Pierre Menard, a creative but (in a secular sense) not quite successful novelist, is a fictional character in a Luis Borges’s short story. Apart from his few surviving works, Menard’s most “ambitious and unparalleled work” is Quixote, which coincides, in some cases verbatim, with specific chapters of Cervantes’ Don Quixote. His intention is not to imitate or mechanically copy but to create an authentic “Quixote.” By meticulously “considering, analyzing, and inventing,” he “enriches the essential art of conscientious reading.

 

Borges, by nature, experimented with unconventional ideas through an extremely absurd fictional scenario such as Menard writing a book that already exists. Like Roland Barthes’ sensational proposal of “death of the author” that opened up the possibility of literature, or Duchamp’s enlightening and unbinding art practice on how contemporary art could be viewed in different contexts. 

 

Menard rewrote excerpts from chapters 9, 38, and 22 of the first book of Don Quixote, while Liu Ye chose to paint pages 47, 49, 61, 113, and 115 of Karl Blossfeldt’s The Art Forms in Nature, published in 1942. Rather than painting in the commonplace sense of using photographic images, these works on canvas (in Liu Ye’s words) “are the output of my hands once my eyes scanned them.” Liu Ye sets the game’s rules for himself – to work as a scanner, to work diligently and carefully to reproduce photographic images with great care and attention.
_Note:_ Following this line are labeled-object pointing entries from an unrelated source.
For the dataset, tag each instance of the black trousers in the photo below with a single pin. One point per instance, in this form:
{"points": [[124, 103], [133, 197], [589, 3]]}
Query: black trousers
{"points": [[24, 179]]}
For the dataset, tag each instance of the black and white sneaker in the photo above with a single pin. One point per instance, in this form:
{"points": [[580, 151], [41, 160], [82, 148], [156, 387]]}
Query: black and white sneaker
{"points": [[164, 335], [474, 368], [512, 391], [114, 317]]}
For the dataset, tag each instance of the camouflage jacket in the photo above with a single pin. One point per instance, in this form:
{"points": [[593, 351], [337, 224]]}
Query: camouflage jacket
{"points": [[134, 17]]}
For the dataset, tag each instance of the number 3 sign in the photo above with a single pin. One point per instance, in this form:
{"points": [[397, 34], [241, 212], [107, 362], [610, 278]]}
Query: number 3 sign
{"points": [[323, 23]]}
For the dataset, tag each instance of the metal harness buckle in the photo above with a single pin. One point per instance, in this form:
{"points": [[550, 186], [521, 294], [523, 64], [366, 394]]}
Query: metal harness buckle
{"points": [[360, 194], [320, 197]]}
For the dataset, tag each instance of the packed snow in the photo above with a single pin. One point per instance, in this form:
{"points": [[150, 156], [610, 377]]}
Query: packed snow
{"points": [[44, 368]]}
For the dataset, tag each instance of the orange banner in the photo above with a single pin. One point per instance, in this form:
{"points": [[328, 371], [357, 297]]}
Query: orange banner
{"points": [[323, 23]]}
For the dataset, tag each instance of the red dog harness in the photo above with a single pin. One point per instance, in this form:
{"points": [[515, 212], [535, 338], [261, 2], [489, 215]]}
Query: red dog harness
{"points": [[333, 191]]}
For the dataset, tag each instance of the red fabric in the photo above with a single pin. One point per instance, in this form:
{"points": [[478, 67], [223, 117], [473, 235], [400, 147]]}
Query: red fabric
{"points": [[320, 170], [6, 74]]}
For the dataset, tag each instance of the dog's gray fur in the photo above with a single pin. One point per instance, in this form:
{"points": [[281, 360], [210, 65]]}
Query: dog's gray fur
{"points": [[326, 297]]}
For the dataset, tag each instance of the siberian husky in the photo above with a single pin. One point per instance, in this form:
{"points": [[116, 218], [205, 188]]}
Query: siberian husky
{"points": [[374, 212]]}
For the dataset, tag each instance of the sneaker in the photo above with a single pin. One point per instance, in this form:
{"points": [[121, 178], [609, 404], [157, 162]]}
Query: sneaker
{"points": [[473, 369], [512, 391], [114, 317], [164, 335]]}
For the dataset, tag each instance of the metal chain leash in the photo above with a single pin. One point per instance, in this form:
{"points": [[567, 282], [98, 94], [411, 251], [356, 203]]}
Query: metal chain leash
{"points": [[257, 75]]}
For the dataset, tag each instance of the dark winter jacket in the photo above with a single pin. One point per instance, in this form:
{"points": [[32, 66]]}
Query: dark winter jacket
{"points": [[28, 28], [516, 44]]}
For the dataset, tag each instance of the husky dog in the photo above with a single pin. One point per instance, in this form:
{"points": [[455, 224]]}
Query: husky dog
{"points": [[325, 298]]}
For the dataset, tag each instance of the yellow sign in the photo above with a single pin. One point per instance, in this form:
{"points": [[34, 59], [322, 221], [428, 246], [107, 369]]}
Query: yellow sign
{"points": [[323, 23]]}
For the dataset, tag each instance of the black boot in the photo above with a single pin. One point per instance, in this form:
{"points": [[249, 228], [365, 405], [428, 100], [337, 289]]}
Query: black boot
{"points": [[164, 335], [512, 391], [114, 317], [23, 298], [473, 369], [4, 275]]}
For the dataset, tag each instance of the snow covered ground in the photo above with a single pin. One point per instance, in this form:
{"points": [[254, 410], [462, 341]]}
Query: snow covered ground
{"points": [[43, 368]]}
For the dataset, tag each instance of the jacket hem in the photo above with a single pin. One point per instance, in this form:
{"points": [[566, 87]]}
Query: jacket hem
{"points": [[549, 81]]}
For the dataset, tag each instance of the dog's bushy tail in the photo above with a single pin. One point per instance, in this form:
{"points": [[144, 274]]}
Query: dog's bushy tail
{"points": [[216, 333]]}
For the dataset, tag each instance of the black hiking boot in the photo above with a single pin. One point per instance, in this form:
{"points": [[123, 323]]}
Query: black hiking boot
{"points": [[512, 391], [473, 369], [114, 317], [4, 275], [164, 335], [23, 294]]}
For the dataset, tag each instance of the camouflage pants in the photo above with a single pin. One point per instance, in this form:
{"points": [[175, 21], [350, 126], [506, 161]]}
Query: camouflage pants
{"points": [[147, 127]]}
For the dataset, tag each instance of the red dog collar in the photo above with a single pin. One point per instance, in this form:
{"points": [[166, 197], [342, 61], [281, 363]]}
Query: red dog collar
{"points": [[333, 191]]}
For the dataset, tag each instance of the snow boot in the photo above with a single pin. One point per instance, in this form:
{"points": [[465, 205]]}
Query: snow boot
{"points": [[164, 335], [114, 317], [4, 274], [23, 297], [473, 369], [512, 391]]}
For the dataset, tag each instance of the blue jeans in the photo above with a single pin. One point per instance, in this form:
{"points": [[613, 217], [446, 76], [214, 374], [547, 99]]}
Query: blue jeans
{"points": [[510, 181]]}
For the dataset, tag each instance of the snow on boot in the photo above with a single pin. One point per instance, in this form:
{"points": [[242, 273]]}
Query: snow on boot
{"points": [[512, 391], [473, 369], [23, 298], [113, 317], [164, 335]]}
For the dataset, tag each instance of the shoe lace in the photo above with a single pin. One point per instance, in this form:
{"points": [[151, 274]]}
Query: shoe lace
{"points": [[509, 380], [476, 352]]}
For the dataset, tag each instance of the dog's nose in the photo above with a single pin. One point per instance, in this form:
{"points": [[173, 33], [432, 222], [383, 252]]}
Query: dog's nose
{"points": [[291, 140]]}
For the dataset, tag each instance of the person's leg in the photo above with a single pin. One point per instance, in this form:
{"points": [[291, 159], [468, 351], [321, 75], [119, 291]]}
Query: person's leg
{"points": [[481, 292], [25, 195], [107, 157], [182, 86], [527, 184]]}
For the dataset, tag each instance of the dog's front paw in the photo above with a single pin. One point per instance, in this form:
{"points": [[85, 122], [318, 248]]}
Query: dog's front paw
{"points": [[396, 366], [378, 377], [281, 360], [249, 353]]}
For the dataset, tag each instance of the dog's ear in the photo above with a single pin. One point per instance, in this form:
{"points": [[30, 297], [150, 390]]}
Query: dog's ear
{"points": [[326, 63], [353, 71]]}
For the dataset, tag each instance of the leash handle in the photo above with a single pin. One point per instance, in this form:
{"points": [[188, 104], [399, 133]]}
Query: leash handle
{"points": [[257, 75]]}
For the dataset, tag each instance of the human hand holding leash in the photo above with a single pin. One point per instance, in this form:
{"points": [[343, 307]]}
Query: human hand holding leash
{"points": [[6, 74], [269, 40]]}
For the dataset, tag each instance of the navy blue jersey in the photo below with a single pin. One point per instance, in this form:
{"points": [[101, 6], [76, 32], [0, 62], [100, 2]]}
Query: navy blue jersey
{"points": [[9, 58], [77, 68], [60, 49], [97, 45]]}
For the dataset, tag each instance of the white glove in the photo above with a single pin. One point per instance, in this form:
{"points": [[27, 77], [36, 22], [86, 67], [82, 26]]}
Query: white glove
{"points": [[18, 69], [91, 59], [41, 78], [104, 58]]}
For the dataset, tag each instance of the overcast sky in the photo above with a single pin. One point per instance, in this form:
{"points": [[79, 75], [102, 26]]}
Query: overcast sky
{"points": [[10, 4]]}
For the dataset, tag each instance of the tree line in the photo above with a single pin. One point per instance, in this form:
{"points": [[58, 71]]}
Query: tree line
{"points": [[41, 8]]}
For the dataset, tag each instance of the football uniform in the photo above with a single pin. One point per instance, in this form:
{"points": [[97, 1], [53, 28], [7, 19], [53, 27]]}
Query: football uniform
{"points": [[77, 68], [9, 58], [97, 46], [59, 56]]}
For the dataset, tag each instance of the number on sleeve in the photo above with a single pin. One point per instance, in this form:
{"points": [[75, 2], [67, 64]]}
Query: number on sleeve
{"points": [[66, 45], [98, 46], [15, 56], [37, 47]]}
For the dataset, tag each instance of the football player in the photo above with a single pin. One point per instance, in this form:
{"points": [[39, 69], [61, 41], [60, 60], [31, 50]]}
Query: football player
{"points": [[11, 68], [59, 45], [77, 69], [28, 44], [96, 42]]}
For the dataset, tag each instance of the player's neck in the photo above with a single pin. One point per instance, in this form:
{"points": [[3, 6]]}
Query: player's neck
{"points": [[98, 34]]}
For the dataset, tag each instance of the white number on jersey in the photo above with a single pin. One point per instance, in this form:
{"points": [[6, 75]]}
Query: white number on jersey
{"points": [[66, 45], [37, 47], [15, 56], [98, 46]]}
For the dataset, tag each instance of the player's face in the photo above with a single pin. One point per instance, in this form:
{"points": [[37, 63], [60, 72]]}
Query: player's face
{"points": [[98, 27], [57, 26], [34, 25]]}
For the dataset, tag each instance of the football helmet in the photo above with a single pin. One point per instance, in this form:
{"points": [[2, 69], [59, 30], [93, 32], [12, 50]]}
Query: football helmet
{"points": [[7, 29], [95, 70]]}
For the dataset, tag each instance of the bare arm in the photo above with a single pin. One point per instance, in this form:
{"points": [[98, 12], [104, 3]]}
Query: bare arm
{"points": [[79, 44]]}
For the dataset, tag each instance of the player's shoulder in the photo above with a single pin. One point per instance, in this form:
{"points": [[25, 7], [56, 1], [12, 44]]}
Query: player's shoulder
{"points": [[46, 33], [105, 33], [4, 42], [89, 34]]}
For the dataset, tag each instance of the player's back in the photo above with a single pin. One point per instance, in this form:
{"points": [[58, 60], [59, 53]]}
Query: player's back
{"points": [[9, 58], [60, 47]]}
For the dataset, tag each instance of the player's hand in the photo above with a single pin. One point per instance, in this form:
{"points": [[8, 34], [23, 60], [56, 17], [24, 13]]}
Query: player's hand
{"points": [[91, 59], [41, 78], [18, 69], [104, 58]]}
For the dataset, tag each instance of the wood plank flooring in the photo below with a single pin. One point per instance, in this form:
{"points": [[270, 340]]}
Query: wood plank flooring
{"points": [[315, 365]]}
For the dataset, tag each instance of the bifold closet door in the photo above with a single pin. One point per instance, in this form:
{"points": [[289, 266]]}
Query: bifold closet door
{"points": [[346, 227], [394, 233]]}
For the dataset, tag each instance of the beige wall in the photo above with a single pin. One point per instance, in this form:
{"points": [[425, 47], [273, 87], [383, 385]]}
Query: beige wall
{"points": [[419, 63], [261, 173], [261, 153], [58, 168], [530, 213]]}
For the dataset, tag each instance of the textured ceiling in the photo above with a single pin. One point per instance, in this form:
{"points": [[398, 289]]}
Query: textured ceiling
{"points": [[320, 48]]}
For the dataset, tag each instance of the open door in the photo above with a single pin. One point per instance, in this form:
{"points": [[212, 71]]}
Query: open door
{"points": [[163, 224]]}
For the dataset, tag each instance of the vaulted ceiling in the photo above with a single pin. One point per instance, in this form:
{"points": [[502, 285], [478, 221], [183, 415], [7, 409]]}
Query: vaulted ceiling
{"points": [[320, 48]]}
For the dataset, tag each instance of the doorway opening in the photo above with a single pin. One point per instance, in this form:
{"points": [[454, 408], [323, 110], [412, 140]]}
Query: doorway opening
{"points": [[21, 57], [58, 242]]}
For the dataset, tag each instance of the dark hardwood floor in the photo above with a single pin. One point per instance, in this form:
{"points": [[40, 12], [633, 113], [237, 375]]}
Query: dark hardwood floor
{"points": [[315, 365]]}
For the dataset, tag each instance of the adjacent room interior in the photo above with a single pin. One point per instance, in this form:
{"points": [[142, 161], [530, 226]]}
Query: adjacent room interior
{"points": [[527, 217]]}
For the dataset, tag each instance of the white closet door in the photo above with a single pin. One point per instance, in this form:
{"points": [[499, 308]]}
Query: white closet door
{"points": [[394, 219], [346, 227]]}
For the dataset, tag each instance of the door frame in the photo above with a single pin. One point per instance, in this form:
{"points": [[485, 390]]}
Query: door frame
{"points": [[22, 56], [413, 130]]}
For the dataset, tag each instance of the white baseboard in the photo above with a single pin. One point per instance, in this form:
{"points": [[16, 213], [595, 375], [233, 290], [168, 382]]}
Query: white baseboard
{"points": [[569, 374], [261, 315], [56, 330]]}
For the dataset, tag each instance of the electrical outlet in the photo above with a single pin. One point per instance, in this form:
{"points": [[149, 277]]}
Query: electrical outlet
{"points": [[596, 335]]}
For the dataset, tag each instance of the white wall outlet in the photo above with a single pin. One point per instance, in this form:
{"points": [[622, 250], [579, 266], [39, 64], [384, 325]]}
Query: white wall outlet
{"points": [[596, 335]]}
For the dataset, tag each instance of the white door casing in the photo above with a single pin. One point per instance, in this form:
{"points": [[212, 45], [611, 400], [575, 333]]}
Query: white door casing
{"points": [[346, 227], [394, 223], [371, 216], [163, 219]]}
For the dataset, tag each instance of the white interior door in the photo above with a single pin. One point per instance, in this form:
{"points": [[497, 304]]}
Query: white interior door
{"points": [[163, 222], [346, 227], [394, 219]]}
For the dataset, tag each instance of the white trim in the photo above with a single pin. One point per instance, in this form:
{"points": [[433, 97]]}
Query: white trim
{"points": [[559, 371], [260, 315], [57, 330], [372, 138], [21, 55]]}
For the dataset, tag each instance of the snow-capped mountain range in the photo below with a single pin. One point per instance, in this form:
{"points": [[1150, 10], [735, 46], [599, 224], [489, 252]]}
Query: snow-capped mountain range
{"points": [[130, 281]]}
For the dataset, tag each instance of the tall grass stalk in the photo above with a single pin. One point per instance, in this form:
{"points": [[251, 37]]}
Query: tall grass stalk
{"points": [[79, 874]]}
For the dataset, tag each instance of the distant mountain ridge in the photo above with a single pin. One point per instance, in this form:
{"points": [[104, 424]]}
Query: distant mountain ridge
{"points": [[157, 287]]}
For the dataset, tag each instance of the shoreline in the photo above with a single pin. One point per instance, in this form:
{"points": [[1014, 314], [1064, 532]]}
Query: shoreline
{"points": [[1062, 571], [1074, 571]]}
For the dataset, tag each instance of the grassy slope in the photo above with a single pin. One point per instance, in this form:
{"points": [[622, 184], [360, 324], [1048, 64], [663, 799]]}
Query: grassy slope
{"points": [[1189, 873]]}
The ambiguous and dangerous relationship between the original and the copy unfolds in the tip of the brush.

 

After completing this series of works related to Karl Blossfeld, Liu Ye read Borges’ “Pierre Ménard, Author of the Quixote” and recognized a similar ambition or delusion in this fictional character. Liu Ye has repeatedly alluded to many classic “texts and images” in the long history of human culture and art in his works of art, including Mondrian, Miffy the rabbit, Hans Christian Andersen’s fairy tales, Bauhaus, Eileen Chang, and the Book Painting series since 2013, all of these images loved by the artist have been rigorously integrated into the structure of the picture, constructed with his consistently delicate and subtle brushstrokes and colors. But never, as in Book Painting No. 22 to 26 and 29, has the artist completely abandoned his creative initiative, intent only on reproducing images that were already there. For No.22 and No.23 Liu Ye placed the same page of photography in different light, and the light-shadow relationship changes accordingly.

 

In the early 1900s, Karl Blossfeld enlarged plants of their original dimensions dozens of times with a homemade camera, providing the soft parts of the plants a metallic, hard texture in his photographs. Carl regarded the plants as God’s architectural works, and in order to achieve accurate results, he would use different tools to make subtle modifications on the negatives, such as using a pencil to deepen the outer contour lines of the plants or a brush to manipulate the layers of light and dark. So rather than perceiving Liu Ye’s approach as a renunciation of his artist’s power or his attempt at other methods, the composition of specific images in the earlier version of Art Forms in Nature already fit all of Liu Ye’s ideas about a painting and his choice came before he put pen to paper. The end of the painstakingly unsuccessful attempt speaks to the difference between painting and image. Each medium has its material limitations and appeals, and what Walter Benjamin called the “natural distance” between the painter and the object would not be eliminated even at the most extreme dimension.

 

In the eyes of Borges, Menard’s writing and use of language are more colorful and spectacular than Cervantes’ because “three hundred years have not passed in vain,” so the exact text has a richer meaning. Karl Blossfeld took great pains to fine-tune more than a thousand negatives; similarly, Liu Ye’s works allow us to find the “aura” of art through differences among repetitions.